Numerous studies show that if you smile, regardless of how you feel, your mood will be elevated. You can also cause others to smile, elevating their moods as well. There are physiological reasons for this that I won’t get into here. What I want to focus on is that the act influences the emotions. The same is true of our words. What we speak will greatly influence our feelings.
My post, Words: The Heart’s Mirror, reflects on how our words deem us to be trustworthy or not. How scripture tells us to be encouraging in our speech and that what we say is an indicator of what is in our hearts. Now I want to ponder the emotional consequences of our words.
“The words of a wise man win him favor, but the lips of a fool consume him.” (Ecclesiastes 10:12, ESV)

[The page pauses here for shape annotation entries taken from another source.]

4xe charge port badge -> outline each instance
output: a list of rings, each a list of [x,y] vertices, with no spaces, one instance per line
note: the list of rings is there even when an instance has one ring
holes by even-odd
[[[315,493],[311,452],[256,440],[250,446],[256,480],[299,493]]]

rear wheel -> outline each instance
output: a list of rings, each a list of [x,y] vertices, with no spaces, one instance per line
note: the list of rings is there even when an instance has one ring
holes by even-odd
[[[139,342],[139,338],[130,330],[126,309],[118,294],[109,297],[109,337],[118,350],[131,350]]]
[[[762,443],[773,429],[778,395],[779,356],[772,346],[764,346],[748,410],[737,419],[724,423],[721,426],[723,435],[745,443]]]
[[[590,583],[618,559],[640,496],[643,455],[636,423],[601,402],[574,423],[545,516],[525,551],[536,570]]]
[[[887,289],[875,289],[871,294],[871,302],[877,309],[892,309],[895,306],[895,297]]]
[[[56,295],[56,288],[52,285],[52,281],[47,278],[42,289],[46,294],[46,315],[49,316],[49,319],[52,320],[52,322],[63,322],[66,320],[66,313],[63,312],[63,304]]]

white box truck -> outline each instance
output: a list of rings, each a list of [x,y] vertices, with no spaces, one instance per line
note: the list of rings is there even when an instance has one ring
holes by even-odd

I had a situation years ago where a friend, for whom I care deeply, was being treated miserably by their spouse. I was furious. I felt helpless, and in my frustration I vented to my husband. Regularly. I figured that as long as it stayed between us, I was doing no harm. After all, biblically we are one, right? My words could certainly not be construed as gossip so I was spiritually in the clear, I reasoned.
One day I came to a startling realization. I hated my friend’s spouse. I mean really, truly, wish-this-person-would-die, hated this person. It made me feel ugly. And then I just felt unbearably sad.
My foolish lips were indeed consuming me; filling me with bitterness and rage that rendered me useless to my Lord.
Even more, I could see that I had made my husband hate this person too. My venting had become more and more consuming. Like a disease, it was spreading; infecting my husband, my relationship with my friend, and even spilling over into unrelated areas of thought.
My whole view of the world was being colored by my verbal rampages on a single issue.
It was sobering. I felt my Lord telling me to stop. Verbally vomiting on my husband had only fueled my resentment. I needed to bring my animosity, my grief, my vicious thoughts, to Jesus. Only Jesus. At first it felt strange, almost sacrilegious to pray: “Alright Lord, I really hate _____. If you want me to love this person, you’ll have to do it through me, ‘cause I’m just not feelin’ it.”
Thankfully, Jesus is big enough to handle my foolishness and He answered almost immediately. I still felt angry, frustrated, and powerless in this situation. However, I also began seeing this person with compassion. I was able to take the negative emotions and leave them with Jesus before they spilled out in words. I felt incredibly unburdened.
I no longer carried the weight of hatred.
Interestingly, my husband’s feelings softened as well. Amazing what happens when the verbal vomit gets cleaned up, yes? I’m so grateful and humbled that my Lord stopped me before this infection had spread any further.
Like smiles or like disease, our words are contagious. Are you affecting or infecting those in your sphere?